Nestes dias, correm pelas penas desta blogosfera acusações de falta de inteligência por tudo e por nada. Isto num país em há muita gente que nem o currículo universitário completo tem (não é condição de falta de inteligência, mas também não dá o direito a se insinuar que outros têm "capacidades cognitivas medianas" como já para aí vi escrito sobre um banqueiro).
Fica aqui um artigo de um dos homens verdadeiramente inteligentes que o jornalismo conheceu:
Miguel Esteves Cardoso: o elogio aos católicos portugueses
Como judeu que sou tenho orgulho em elogiar os católicos portugueses, que não só são como estão cada vez melhores.
Quando a Maria João e eu estávamos a atravessar os piores bocados foram muitos padres e bispos que nos escreveram, animando-nos e falando menos do Deus que nos une do que das orações e esperanças que juntam os seres humanos que estão bem aos que passam mal. Escreveram sem sugerir resposta. Até essa liberdade me deram.
Respondo-lhes hoje, obliquamente. Foi graças ao D. António Ribeiro [anterior cardeal-patriarca de Lisboa], por intercessão da minha mãe, que as minhas filhas, por vontades próprias, foram baptizadas com 12 anos.
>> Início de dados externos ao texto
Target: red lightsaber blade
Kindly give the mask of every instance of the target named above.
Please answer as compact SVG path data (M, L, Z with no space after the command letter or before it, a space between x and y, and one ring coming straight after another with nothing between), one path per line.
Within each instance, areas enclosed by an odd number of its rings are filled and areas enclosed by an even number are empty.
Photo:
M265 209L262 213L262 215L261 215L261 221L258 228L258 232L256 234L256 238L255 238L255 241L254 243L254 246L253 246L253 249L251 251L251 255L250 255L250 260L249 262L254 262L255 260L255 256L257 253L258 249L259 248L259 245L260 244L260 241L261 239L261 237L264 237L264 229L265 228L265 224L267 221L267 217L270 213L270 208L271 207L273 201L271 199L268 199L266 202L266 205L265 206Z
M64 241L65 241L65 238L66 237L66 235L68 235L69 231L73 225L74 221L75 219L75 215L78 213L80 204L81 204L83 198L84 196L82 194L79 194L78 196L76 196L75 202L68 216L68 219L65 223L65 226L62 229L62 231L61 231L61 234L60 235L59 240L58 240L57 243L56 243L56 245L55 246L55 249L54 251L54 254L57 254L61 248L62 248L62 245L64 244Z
Devemos-lhe também uma das poucas grandes traduções da Bíblia: uma das duas em língua portuguesa. A outra, posterior, foi de Joaquim Carreira das Neves, outro grande padre, teólogo e ser humano.
No “Público” de anteontem [sábado, 18.5.2013] a capa anunciava, com uma fotografia certa, que «D. Manuel Clemente, bispo do Porto, é hoje anunciado como o novo patriarca de Lisboa». Deixou-me uma impressão de felicidade, a aliança de coração e de inteligência que tem Manuel Clemente.
Mas o que mais me comoveu foi uma citação, na página 13, do bom do D. José Policarpo (o cardeal-patriarca de Lisboa até ontem), uma pessoa com sensibilidade, coragem, generosidade e clareza.
Disse ele, caracteristicamente: «[A] mudança da pessoa é um pormenor. Se vier outro, no dia seguinte [à minha saída] continua onde eu estava.» Sim. É mesmo assim: como deveria ser. Ainda bem.
Notas:
Título original do texto: "Lição de humildade".
O autor escreve segundo o anterior Acordo Ortográfico.